Hiermee geeft u een id-tekenreeks op om de fout te identificeren. De tekenreeks moet uniek zijn voor de fout.

Type:String
Position:Named
Default value:None
Required:False
Accept pipeline input:False
Accept wildcard characters:False

-ErrorRecord

Hiermee geeft u een foutrecordobject op dat de fout vertegenwoordigt. Gebruik de eigenschappen van het object om de fout te beschrijven.

Als u een foutrecordobject wilt maken, gebruikt u de New-Object cmdlet of haalt u een foutrecordobject op uit de matrix in de $Error automatische variabele.

Type:ErrorRecord
Position:0
Default value:None
Required:True
Accept pipeline input:False
Accept wildcard characters:False

-Exception

Hiermee geeft u een uitzonderingsobject op dat de fout aangeeft. Gebruik de eigenschappen van het object om de fout te beschrijven.

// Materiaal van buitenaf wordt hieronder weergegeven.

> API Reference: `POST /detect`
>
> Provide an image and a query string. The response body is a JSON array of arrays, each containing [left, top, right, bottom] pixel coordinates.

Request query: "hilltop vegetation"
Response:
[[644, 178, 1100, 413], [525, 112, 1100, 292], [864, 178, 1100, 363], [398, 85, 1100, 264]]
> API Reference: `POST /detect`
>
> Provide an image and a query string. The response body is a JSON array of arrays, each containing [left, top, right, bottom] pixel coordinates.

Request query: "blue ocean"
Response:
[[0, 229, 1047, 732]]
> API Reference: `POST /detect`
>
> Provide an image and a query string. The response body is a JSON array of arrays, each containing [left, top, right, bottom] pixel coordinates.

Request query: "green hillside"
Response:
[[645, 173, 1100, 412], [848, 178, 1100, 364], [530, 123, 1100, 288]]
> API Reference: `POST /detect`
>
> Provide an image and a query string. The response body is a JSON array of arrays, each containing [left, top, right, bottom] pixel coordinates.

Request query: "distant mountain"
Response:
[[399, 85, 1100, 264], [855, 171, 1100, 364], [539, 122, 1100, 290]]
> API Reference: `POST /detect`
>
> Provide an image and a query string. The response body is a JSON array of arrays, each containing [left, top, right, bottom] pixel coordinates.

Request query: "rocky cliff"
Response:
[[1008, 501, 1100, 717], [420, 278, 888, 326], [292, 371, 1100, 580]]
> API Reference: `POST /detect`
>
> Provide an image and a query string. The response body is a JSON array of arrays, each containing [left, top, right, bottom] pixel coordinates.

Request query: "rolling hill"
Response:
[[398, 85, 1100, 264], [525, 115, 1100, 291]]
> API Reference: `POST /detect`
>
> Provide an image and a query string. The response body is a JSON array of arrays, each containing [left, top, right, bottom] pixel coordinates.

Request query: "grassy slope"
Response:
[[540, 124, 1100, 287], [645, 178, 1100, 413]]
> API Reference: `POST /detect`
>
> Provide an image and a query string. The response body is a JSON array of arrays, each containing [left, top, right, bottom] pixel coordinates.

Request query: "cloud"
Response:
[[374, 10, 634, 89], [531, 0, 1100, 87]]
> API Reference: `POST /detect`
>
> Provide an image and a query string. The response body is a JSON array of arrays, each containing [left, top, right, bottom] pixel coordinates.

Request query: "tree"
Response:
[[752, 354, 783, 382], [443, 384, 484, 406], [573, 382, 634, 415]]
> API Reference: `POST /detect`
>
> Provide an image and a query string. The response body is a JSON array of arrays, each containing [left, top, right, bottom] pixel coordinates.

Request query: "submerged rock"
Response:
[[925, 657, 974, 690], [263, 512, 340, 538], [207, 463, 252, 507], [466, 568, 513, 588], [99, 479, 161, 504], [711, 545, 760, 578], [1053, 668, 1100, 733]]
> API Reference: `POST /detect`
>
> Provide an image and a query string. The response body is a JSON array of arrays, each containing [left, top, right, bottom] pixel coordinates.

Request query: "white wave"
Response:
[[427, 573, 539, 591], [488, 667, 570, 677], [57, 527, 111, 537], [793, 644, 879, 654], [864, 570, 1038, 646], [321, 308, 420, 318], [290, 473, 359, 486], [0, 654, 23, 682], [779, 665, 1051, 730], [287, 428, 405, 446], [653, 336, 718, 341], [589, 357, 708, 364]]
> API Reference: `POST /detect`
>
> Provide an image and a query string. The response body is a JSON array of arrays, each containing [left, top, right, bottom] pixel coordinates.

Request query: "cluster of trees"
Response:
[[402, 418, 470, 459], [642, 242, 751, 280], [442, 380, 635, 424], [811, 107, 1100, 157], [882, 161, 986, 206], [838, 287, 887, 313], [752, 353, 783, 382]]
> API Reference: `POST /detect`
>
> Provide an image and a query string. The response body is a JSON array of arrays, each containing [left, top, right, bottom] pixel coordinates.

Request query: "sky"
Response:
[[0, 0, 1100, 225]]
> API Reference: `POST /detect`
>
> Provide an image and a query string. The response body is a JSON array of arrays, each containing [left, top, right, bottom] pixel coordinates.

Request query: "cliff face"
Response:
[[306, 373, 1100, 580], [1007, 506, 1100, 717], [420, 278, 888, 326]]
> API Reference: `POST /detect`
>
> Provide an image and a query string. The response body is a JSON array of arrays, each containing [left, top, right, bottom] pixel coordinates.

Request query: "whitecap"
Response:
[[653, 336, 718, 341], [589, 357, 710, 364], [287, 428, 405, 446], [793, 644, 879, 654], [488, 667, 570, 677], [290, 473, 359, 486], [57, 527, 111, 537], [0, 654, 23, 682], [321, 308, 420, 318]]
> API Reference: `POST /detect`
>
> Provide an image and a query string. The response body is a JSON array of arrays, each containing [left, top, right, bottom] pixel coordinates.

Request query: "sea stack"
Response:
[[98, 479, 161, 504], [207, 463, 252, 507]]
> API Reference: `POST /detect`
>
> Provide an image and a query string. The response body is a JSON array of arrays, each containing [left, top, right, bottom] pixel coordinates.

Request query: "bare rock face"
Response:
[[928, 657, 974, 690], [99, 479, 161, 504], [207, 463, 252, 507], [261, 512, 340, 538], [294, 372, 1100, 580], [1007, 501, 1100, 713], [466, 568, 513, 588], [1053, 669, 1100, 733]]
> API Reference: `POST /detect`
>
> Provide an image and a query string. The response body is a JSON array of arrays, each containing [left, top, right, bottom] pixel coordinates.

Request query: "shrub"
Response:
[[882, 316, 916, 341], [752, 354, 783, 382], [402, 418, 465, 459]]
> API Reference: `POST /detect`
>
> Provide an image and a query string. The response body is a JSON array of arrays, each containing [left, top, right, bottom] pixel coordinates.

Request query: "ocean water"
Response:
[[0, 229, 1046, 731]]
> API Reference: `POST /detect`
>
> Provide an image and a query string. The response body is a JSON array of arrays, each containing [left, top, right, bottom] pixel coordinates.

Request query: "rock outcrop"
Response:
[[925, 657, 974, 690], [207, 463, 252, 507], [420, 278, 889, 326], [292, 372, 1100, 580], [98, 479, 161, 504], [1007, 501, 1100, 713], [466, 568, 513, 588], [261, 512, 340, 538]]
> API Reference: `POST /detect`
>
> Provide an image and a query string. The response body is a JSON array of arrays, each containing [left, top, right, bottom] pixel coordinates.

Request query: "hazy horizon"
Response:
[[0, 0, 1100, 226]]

Als u een uitzonderingsobject wilt maken, gebruikt u een hash-tabel of gebruikt u de New-Object cmdlet.

Type:Exception
Position:0
Default value:None
Required:True
Accept pipeline input:False
Accept wildcard characters:False

-Message

Hiermee geeft u de berichttekst van de fout. Als de tekst spaties of speciale tekens bevat, plaatst u deze tussen aanhalingstekens. U kunt ook een berichttekenreeks doorsturen naar Write-Error.

Type:String
Aliases:Msg
Position:0
Default value:None
Required:False
Accept pipeline input:True
Accept wildcard characters:False

-RecommendedAction

Hiermee geeft u de actie op die de gebruiker moet ondernemen om de fout op te lossen of te voorkomen.

Type:String
Position:Named
Default value:None
Required:False
Accept pipeline input:False
Accept wildcard characters:False

-TargetObject

Hiermee geeft u het object op dat werd verwerkt toen de fout optrad. Voer het object, een variabele in die het object bevat of een opdracht waarmee het object wordt opgehaald.

Type:Object
Position:Named
Default value:None
Required:False
Accept pipeline input:False
Accept wildcard characters:False

Invoerwaarden

String

U kunt een tekenreeks met een foutbericht doorsturen naar deze cmdlet.

Uitvoerwaarden

None

Deze cmdlet retourneert geen uitvoer. Het schrijft alleen naar de stroom van het foutbericht.

Notities

Write-Error wijzigt de waarde van de $? automatische variabele niet, daarom wordt er geen afsluitfoutvoorwaarde weergegeven. Als u een afsluitfout wilt signaleren, gebruikt u de methode $PSCmdlet.WriteError().